While the focus is on Moscow, for many obvious reasons, we’ll also be trying to look at election results from across Russia in order to get a sense of the larger trends in Russia’s electoral process.
This is a report about a heated and contested mayoral election in Yekaterinburg (sometimes written as “Ekaterinburg,” map), the 4th largest city in Russia and the provincial capital of Sverdlovsk Oblast.
If you are not familiar with some of the rules of Moscow’s elections, it is worth seeing another article we’ve published today, What to Do on September 8: How votes are counted, and how they are supposed to be counted.
For more about the dynamic between “Civil Platform” and “United Russia” read As United Russia Takes On Water, Russia’s Elite Jump Ship. – Ed.
According to preliminary data, Evgeny Roizman of “Civil Platform” leads in the elections of Yekaterinburg Mayor. His rival Jacov Silin is trailing by a few percent.
Evgeny Roizman is leading the mayoral race in Yekaterinburg. These are the latest numbers by CEC. According to preliminary information, the candidate of the “Civil Platform” and the head of the fund “City Without Drugs” scored 32% of the vote. The “United Russia” candidate, Yakov Silin, scored almost 30%. Just a few hours ago, about 2 am, Moscow time, Silin was the leader, but two hours later he lost to Roizman. The intense struggle between Roizman and Silin, who is the vice-governor of the Sverdlovsk region, was expected, says Vladimir Slatinov, an expert from the Institute of Humanitarian and Political Research.
“Mr. Roizman is one of the main political opponents of the governor. Participation of Mr Roizman and his victory, hypothetically, of course, could inflict a severe blow on the political positions of Mr. Kuyvashev. Already in the course of the election campaign, we saw the most powerful pressure on Mr Roizman. We saw a strong information campaign against this candidate. And finally, the culmination of all this was the election, and the number of claims regarding irregularities is extremely high,” he said.
Dozens of people also tried to vote by absentee ballots, the issuance of which district election commissions deemed invalid. This is according to Yuri Gurman, co-chairman of the “The Voice” movement.
“During the day we were subjected to DDoS-attacks [Denial of Service attacks -Ed.], the irregularities may have crashed it.

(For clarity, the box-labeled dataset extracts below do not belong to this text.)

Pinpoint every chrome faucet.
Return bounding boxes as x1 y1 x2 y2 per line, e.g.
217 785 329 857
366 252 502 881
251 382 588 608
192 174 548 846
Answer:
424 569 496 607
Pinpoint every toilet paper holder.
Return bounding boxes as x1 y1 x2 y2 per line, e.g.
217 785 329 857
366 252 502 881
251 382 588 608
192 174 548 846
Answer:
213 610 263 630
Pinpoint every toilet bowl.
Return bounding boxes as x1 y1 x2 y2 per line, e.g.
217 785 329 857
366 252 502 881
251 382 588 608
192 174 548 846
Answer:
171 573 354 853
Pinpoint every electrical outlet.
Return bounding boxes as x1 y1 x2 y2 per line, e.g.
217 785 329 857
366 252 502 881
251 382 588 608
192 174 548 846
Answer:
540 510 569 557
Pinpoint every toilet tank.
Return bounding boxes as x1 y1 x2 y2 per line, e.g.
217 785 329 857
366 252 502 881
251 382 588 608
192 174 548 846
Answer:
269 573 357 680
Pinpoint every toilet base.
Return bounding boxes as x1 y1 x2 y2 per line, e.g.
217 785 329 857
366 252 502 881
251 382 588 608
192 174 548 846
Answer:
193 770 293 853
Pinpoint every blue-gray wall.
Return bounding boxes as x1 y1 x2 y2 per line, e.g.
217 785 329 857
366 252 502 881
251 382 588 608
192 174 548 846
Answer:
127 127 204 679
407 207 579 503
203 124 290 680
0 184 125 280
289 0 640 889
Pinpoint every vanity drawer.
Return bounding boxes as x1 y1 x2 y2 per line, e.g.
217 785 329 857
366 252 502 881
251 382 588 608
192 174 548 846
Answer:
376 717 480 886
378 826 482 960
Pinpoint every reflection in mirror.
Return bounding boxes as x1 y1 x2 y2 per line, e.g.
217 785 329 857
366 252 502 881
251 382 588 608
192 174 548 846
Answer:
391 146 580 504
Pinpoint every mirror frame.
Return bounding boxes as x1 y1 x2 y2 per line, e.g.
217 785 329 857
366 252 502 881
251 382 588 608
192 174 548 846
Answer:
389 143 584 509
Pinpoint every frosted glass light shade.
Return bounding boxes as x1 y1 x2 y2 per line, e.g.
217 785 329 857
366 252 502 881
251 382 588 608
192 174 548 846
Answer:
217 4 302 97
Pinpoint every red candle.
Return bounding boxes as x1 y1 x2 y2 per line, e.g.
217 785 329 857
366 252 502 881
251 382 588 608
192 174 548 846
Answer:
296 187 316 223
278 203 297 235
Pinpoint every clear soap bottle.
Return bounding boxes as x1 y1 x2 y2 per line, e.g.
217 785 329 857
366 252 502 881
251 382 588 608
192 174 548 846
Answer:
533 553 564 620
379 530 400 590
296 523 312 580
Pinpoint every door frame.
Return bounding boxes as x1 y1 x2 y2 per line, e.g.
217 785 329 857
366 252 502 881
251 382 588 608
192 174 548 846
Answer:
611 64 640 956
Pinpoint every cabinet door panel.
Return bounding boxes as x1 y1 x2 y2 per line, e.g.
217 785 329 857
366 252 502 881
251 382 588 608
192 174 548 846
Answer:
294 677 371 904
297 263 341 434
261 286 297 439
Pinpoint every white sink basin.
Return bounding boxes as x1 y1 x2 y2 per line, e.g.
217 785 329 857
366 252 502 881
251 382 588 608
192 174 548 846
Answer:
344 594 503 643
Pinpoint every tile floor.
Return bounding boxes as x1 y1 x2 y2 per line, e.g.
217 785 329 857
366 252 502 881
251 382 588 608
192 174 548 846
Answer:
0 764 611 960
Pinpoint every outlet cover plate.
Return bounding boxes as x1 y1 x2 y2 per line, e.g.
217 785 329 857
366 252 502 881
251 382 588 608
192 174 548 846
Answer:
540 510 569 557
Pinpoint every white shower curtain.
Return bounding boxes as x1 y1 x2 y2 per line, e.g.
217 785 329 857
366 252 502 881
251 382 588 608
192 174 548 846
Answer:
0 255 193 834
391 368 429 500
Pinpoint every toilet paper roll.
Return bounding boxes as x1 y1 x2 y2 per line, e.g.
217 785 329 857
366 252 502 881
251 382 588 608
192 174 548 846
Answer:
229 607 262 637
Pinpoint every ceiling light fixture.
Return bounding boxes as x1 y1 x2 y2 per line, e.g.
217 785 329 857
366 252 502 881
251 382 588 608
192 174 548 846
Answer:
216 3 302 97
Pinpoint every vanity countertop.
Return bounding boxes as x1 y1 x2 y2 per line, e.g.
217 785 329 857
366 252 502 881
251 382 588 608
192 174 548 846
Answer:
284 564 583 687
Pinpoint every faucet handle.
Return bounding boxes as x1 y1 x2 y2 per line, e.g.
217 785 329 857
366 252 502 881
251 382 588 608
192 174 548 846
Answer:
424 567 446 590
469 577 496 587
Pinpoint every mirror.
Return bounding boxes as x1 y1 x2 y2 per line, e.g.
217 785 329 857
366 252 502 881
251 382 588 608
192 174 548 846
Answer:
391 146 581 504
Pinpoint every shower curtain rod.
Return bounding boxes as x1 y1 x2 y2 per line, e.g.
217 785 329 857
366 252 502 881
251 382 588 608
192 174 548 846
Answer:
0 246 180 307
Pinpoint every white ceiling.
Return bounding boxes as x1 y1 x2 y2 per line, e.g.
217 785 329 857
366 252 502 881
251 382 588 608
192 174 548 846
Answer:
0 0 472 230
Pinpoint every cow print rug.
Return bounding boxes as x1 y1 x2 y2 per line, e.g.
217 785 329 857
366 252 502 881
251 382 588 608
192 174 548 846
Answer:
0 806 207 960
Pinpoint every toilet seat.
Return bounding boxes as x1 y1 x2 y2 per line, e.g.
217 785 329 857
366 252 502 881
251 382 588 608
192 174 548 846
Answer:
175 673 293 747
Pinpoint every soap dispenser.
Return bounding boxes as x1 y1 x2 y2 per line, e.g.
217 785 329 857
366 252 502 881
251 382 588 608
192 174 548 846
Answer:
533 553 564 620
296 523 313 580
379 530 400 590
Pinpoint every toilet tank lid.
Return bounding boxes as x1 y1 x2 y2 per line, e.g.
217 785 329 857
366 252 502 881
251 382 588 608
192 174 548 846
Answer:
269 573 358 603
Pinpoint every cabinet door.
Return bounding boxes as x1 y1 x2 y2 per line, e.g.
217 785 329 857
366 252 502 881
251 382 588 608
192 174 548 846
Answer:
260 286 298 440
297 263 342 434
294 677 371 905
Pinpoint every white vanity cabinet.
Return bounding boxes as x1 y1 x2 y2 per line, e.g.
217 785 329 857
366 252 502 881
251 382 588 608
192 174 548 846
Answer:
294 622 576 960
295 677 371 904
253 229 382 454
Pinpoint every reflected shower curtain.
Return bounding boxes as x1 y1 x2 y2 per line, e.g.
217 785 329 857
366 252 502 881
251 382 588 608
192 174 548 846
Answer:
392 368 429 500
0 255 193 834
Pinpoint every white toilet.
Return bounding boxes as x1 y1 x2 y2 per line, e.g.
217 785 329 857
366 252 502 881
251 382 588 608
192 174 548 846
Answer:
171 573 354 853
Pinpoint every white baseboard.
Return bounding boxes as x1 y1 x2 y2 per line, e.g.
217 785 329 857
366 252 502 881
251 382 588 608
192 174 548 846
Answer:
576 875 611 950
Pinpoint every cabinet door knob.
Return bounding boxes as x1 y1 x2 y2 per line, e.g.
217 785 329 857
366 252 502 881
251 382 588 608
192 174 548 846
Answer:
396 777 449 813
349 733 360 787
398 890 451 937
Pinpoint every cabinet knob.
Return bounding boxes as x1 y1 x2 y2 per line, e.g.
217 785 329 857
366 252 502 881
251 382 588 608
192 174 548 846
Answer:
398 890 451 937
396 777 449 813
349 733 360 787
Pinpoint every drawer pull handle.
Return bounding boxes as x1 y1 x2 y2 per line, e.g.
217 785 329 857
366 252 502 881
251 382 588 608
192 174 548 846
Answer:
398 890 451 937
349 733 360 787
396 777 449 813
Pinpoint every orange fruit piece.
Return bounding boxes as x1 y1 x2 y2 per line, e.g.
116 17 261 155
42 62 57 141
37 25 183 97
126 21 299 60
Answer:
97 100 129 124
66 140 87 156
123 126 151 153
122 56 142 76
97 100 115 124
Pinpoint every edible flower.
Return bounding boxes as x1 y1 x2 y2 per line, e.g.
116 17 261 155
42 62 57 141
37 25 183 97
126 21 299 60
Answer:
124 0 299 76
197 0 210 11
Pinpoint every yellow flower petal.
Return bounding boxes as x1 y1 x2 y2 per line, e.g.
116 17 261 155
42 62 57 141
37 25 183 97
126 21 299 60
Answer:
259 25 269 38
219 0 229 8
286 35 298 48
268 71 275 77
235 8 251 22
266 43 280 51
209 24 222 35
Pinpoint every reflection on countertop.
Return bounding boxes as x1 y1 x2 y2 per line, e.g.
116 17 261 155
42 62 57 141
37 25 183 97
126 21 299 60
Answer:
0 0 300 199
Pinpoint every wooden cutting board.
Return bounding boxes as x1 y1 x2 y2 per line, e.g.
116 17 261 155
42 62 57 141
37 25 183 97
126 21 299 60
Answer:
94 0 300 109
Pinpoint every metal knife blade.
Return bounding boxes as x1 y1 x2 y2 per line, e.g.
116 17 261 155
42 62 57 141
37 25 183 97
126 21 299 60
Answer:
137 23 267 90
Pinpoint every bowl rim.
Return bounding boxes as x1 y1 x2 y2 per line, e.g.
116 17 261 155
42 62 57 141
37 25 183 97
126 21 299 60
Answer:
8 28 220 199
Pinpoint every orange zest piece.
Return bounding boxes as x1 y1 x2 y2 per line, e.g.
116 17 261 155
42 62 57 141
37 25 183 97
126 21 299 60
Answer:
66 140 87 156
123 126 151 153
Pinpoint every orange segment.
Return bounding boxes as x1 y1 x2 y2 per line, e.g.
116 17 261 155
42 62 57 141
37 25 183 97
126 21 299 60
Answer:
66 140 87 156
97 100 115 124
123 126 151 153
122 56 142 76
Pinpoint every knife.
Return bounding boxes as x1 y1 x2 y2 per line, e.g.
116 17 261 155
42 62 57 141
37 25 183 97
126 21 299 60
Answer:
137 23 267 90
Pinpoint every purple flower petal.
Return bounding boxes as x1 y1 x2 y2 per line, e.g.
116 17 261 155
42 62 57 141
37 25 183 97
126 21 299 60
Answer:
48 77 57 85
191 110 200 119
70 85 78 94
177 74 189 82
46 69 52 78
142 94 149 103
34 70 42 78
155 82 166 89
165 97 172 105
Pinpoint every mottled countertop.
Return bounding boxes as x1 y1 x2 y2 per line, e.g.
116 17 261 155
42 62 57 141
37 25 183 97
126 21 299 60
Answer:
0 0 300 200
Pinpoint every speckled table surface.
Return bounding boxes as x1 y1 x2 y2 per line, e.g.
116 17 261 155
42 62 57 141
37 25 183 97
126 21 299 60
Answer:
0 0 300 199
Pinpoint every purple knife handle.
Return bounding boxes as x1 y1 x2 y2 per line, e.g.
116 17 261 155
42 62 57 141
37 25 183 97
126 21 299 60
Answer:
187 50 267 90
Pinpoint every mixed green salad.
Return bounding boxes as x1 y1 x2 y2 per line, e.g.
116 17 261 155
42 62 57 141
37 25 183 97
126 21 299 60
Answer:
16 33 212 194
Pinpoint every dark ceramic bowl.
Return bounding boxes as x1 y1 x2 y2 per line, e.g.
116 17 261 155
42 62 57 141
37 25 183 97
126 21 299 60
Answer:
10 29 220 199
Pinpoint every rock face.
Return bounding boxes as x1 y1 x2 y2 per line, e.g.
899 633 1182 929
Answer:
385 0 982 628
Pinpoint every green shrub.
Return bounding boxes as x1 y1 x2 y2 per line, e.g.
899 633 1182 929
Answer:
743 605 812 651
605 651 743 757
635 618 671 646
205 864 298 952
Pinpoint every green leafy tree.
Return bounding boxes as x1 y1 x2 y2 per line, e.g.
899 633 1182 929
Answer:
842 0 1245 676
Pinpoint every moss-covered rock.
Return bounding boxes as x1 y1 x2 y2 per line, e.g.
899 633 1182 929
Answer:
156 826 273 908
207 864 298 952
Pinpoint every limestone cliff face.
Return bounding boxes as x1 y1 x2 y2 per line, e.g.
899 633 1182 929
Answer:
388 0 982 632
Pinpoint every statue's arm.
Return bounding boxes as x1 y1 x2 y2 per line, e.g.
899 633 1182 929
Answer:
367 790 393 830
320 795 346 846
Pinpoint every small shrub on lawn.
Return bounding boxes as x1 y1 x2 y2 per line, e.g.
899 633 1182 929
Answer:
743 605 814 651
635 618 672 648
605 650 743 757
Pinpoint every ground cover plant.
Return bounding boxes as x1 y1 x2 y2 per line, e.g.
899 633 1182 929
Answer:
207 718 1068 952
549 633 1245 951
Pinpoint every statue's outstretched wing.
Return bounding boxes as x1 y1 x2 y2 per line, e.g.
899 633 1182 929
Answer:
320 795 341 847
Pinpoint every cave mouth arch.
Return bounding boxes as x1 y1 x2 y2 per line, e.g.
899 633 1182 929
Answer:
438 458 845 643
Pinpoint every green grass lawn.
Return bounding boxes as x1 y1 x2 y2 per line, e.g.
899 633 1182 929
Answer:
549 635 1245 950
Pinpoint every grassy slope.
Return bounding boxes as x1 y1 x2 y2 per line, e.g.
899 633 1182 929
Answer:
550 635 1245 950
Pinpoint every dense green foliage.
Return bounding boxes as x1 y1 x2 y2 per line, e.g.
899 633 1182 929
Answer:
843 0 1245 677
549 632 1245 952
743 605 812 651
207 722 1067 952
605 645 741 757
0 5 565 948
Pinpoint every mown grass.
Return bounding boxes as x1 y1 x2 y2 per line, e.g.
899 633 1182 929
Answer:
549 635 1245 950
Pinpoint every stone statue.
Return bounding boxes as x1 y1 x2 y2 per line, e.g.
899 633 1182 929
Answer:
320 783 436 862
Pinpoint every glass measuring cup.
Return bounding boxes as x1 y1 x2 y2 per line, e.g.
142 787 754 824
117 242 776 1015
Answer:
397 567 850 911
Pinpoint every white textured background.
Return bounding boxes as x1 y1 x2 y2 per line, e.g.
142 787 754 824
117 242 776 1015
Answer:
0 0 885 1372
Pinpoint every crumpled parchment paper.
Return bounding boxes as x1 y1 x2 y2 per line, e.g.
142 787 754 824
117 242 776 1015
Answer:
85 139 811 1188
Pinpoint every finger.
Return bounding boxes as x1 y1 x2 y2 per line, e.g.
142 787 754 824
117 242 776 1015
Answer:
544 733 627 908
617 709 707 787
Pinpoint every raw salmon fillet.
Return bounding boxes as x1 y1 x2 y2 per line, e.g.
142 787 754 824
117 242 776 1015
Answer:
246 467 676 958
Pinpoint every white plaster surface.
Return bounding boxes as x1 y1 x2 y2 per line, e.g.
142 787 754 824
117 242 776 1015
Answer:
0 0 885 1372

But what was reported on the hotline, received by our other operational information channels, such violations as “carousel” voting, direct bribery — they also banned photos, video recording, and tried to obstruct observers,” he said.
At the same time, according to the electoral commission for the City of Yekaterinburg, only a small number of violation reports were received. However, most of them were found to be unsubstantiated. Meanwhile, Evgeny Roizman said that if he wins, he will “try to get it all sorted out, to learn, to work.” Roizman is unlikely to be able to cope with the duties of the mayor properly, says Alexander Tsipko, a political analyst.
“This is a serious problem, we do not take into account the specifics of Russia when we talk about ‘alternative elections.’ But death is not an alternative to life. It should be understood that an alternative election is an alternative to people who know the city, know how it is organized, who can offer something. So, of course, Roizman have this wealth of experience helping people who suffer from drug abuse. But does he know much about culture, about economy? Probably not,” he said.
12 candidates competed for the post of the Mayor of Yekaterinburg. According to the municipal election commission, voter turnout was over 30%.